Book Review: Nights of Plague by Orhan Pamuk
by Amy Rogers. Writer. Scientist.
In 2006, Turkish novelist Orhan Pamuk was awarded the Nobel Prize for Literature. In 2016, he started writing a novel about an epidemic of bubonic plague on a fictional Mediterranean island set in 1901 during the waning days of the Ottoman Empire. In this novel Nights of Plague Pamuk explores the devastating and unexpected consequences of the plague. Society, religion, local and global politics, interpersonal relationships, schools, commerce-all are rearranged and put into conflict as the state and civil society grapple with whether and how to resist the spread of the disease, and to manage the dead and those left behind.
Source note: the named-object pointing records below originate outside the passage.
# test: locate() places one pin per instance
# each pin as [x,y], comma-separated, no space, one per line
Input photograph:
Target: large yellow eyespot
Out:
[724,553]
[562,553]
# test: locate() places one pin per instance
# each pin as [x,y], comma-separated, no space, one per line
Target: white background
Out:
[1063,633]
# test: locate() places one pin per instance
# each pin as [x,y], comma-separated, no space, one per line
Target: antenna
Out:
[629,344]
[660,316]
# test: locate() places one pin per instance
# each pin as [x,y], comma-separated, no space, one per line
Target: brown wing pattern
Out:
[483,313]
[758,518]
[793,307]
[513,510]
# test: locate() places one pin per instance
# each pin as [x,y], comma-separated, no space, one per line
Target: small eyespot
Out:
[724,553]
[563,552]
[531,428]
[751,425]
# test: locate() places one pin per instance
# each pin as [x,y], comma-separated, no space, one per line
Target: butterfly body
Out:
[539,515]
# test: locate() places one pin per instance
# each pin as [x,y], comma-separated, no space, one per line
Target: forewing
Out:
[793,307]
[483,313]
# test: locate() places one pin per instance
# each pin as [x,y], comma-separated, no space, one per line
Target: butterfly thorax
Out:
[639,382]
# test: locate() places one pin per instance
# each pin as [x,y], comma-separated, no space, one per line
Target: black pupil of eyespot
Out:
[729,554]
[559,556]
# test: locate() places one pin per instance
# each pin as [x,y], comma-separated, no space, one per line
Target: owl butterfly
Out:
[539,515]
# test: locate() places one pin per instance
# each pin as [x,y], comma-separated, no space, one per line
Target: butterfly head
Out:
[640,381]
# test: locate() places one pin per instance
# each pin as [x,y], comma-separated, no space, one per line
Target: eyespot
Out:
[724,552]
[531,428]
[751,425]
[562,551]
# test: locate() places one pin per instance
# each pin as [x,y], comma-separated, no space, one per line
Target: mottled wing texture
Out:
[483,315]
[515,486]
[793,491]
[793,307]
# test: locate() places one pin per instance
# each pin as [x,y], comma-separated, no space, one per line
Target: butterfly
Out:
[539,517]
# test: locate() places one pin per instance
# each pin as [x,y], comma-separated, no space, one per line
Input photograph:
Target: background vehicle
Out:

As I read Nights of Plague, I wondered over and over again that this brilliant author had created much of this work before the coronavirus pandemic happened in the real world. It is a profound testament to his understanding of human nature and human relationships that much of what I read in his historical fiction book directly parallels what I observed in my own 21 st-century society when confronted with decisions about “non-pharmaceutical interventions” (quarantine, isolation, etc.) to hamper the spread of infectious disease. The same conflicts still exist: hunger/commerce vs risk of exposure; faith vs reason; individual vs society; freedom vs state control; the need to act based on…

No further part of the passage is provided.